The Kings Arms sits on the village green, and it has been putting up travellers for four hundred years. It started as a coaching inn on the main east–west road through the Eden Valley — the road is now the A66, which passes just outside the village rather than through it, which is the better arrangement for everyone. The rooms are stylish, the food is well regarded, and if you'd rather not eat indoors they can also arrange fly fishing.

The kitchen leans heavily on pies. Steak and ale, game, cock-a-leekie, and a wild mushroom stroganoff pie for anyone who wants the pastry without the meat. Ingredients are locally sourced, the menu shifts with the seasons, and food is served seven days a week.

Beyond the pub, the village is mostly houses — red sandstone, clustered around a large green ringed with mature trees. There's a village hall and a primary school on the green, and not much else in the way of shops. This is not a place you come to for retail.

It is a place people have thought highly of for a long time. Temple Sowerby has been called the "Queen of Westmorland Villages" for several hundred years, which is a considerable claim to have been sustaining without a shop.

The green is the reason. It's one of the most attractive in Cumbria — sandstone buildings on all sides, old trees, the River Eden running close by with riparian paths for anyone who wants a flat walk beside the water.

For a longer one, Acorn Bank is a short walk away. It's a National Trust property with medieval origins and a walled garden holding the largest collection of medicinal and culinary herbs in the north of England. The orchard grows traditional northern apple and pear varieties, and there's a working watermill, open seasonally.

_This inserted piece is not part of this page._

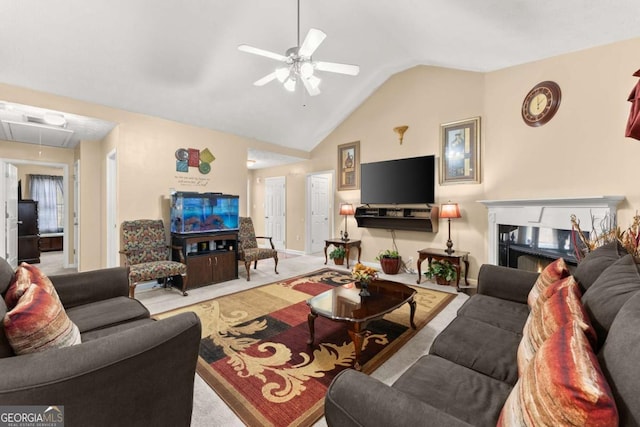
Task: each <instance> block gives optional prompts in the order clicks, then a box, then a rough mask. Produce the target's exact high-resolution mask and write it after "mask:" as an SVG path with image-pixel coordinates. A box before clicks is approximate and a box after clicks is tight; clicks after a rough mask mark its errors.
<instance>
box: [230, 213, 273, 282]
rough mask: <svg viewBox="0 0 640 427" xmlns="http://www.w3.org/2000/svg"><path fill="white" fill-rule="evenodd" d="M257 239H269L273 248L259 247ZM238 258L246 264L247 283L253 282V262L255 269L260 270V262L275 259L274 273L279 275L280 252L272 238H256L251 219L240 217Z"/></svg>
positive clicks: (270, 244) (238, 238) (244, 217)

The "Temple" in the name is not decoration. The estate at Acorn Bank belonged to a Knights Templar knight in the era of the crusades, and the village kept the association after the order itself was gone. The second half is less grand: "Sowerby" is Norse for "homestead with poor soil." So the full translation runs roughly to "the Templars' farm on bad ground," which the Queen of Westmorland Villages has quietly declined to advertise.

St James's Church is the eighteenth-century one on the site — built in 1754, rebuilt and enlarged in 1770, restored again in the 1870s. It has been reconstructed enough times that pinning it to a single century feels optimistic.

Getting here means driving. There's no railway; the nearest station is Penrith, about eight miles west, and the bus services along the A66 corridor are the limited-rural sort that reward owning a car. From Penrith you head east on the A66 and turn off before the traffic notices you've gone.

The herb garden at Acorn Bank has been kept up since the Middle Ages. Somebody has been tending the same beds, more or less, since a Templar owned the ground under them.